Now, Dawn her gray green mantle weavesTo the lilt of a low refrain —The drip, drip, drip of the lush green leavesAfter a night of rain.

The night was fairly uneventful. Once I imagined I heard something smelling around the camp, and I remember having a sleepy curiosity as to the size and manner of the beast, and whether he meant to eat us and where he would be likely to begin. I may say, too, that I found some difficulty in turning over in my sleeping-bag, and that it did rain. I don't know what hour it was when I was awakened by the soft thudding drops just above my nose, but I remember that I was glad, for there had been fires in the woods, and the streams were said to be low. I satisfied myself that Eddie's patent, guaranteed perfectly waterproof tent was not leaking unduly, and wriggling into a new position, slept.

It was dull daylight when I awoke. Through the slit in the tent I could see the rain drizzling on the dead campfire. Eddie – long a guest of the forest lost now in the multiple folds of his sleeping-bag – had not stirred. A glimpse of the guides' tent opposite revealed that the flap was still tightly drawn. There was no voice or stir of any living creature. Only the feet of the rain went padding among the leaves and over the tent.

Now, I am not especially given to lying in bed, and on this particular morning any such inclination was rather less manifest than usual. I wanted to spread myself out, to be able to move my arms away from my body, to whirl around and twist and revolve a bit without so much careful preparation and deliberate movement.
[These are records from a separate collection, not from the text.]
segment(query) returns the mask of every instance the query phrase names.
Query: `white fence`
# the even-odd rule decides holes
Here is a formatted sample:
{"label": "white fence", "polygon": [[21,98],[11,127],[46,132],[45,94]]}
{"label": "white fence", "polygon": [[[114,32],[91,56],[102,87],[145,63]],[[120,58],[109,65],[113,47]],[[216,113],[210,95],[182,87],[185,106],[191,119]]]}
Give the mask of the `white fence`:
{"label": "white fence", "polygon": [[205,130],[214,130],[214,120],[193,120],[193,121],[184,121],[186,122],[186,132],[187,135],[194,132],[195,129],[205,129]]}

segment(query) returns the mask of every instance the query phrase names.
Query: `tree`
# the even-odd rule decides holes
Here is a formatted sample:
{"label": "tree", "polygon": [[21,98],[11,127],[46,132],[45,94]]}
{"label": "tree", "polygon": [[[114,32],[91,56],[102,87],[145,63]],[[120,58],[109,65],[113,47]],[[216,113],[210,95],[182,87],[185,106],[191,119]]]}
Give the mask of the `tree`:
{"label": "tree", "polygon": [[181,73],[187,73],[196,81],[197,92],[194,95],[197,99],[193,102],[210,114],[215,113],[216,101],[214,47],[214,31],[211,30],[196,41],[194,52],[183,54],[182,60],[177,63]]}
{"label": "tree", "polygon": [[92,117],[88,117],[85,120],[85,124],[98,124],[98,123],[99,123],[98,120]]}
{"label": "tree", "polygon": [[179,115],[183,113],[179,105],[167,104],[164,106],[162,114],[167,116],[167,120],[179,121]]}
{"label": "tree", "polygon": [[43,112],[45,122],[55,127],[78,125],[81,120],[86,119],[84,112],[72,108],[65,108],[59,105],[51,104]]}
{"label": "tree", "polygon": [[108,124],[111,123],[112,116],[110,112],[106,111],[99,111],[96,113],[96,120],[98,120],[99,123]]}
Yet there was very little to encourage one to get up. Our campfire – so late a glory and an inspiration – had become a remnant of black ends and soggy ash. I was not overhot as I lay, and I had a conviction that I should be less so outside the sleeping-bag, provided always that I could extricate myself from that somewhat clinging, confining envelope. Neither was there any immediate prospect of breakfast – nobody to talk to – no place to go. I had an impulse to arouse Eddie for the former purpose, but there was something about that heap of canvas and blankets across the way that looked dangerous. I had never seen him roused in his forest lair, and I suspected that he would be savage. I concluded to proceed cautiously – in some manner which might lead him to believe that the fall of a drifting leaf or the note of a bird had been his summons. I worked one arm free, and reaching out for one of my shoes – a delicate affair, with the soles filled with splices for clambering over the rocks – I tossed it as neatly as possible at the irregular bunch opposite, aiming a trifle high. It fell with a solid, sickening thud, and I shrank down into my bag, expecting an eruption. None came. Then I was seized with the fear that I had killed or maimed Eddie. It seemed necessary to investigate.